DC Circuit Powered by Orbital Motion: Magnetic Interactions in Compact Object Binaries and Exoplanetary Systems

TL;DR

This paper investigates the magnetic interactions in binary systems and exoplanets using the unipolar induction model, revealing limits on torque and energy dissipation that affect observable electromagnetic phenomena.

Contribution

It introduces an upper limit to magnetic torque and energy dissipation in the unipolar induction model, impacting predictions for various astrophysical systems.

Findings

Magnetic interactions in neutron star binaries are negligible for gravitational waveform phase evolution.

Energy dissipation may produce electromagnetic radiation before neutron star mergers.
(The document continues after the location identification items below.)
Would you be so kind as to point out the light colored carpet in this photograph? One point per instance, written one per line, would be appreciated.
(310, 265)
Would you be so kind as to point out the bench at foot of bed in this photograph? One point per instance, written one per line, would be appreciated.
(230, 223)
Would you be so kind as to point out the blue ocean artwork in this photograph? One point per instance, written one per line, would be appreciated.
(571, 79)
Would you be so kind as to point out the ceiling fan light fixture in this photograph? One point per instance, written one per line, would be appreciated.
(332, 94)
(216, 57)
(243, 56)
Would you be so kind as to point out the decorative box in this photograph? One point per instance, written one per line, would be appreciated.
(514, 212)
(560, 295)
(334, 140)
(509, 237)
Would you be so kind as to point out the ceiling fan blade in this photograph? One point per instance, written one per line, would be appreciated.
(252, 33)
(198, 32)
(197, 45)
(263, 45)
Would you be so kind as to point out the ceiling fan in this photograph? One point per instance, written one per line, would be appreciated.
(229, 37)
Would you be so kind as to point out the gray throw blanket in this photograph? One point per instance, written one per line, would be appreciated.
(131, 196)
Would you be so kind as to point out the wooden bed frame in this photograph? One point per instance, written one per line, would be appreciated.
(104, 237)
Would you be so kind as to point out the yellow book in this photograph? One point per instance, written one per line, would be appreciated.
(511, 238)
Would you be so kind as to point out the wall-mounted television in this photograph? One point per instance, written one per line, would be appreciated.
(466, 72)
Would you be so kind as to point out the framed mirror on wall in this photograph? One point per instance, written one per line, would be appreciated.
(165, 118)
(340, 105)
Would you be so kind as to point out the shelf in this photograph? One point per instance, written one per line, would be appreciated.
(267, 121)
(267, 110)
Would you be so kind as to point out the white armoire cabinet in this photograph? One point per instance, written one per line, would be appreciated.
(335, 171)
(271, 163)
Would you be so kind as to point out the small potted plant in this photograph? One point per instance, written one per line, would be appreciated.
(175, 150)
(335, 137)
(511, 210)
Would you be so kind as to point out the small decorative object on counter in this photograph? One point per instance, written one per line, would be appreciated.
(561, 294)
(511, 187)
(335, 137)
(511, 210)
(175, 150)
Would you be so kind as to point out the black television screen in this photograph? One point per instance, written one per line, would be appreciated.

DC circuit model cannot fully explain X-ray luminosities in white dwarf binaries.

Abstract

The unipolar induction DC circuit model, originally developed by Goldreich & Lynden-Bell for the Jupiter-Io system, has been applied to different types of binary systems in recent years. We show that there exists an upper limit to the magnetic interaction torque and energy dissipation rate in such model. This arises because when the resistance of the circuit is too small, the large current flow severely twists the magnetic flux tube connecting the two binary components, leading to breakdown of the circuit. Applying this limit, we find that in coalescing neutron star binaries, magnetic interactions produce negligible correction to the phase evolution of the gravitational waveform, even for magnetar-like field strengths. However, energy dissipation in the binary magnetosphere may still give rise to electromagnetic radiation prior to the final merger. For ultra-compact white dwarf binaries, we find that DC circuit does not provide adequate energy dissipation to explain the observed X-ray luminosities of several sources. For exoplanetary systems containing close-in Jupiters or super-Earths, magnetic torque and dissipation are negligible, except possibly during the early T Tauri phase, when the stellar magnetic field is stronger than 10^3G.